Band Around the World Puzzle

To solve this, you can use this formula: $\mathrm{circumference}=2\times \pi \times \mathrm{radius}$

Or for short: $c=2\pi r$

This can be changed to

$$r=\frac{c}{2\pi }$$

The original band circumference was the same as that of the Earth, 40,000,000 meters.

Using the above formula we can calculate the original band radius. Let’s solve to 1 decimal place.

$$r=\frac{\mathrm{40,000,000} m}{2\pi }$$ $$r=\mathrm{6,366,197.7} m$$

The radius of the band is approximately 6,366,197.7 meters.

When 10 meters of band is added, the new circumference will be 40,000,010 meters.

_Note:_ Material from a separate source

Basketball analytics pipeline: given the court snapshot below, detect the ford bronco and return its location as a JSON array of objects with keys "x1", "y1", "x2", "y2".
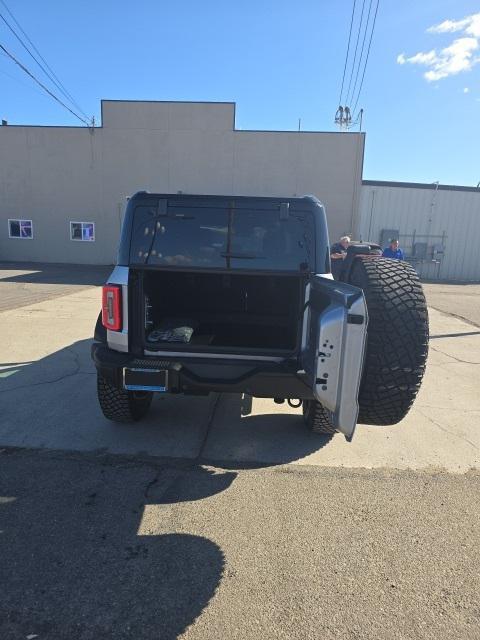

Let’s find the new radius.

$$r=\frac{\mathrm{40,000,010} m}{2\pi }$$ $$r=\mathrm{6,366,199.3} m$$

The difference between the new radius and the old radius shows how high the band will be above the ground after the new length is added.

$$\mathrm{6,366,199.3} m-\mathrm{6,366,197.7} m=1.6 m$$

After adding 10 meters to the band's length, it will be raised 1.6 meters off the ground!

This answer is somewhat counterintuitive because, for many people, the intuitive answer is that it won’t rise a noticeable amount off the ground.

What’s even more surprising is that the answer is the same no matter the size of the sphere!

This means you didn’t actually need to know the circumference of the Earth to solve this puzzle. You can calculate the change in radius of a circle given a change in circumference using this formula:

$$\mathrm{\Delta r}=\frac{\mathrm{\Delta c}}{2\pi }$$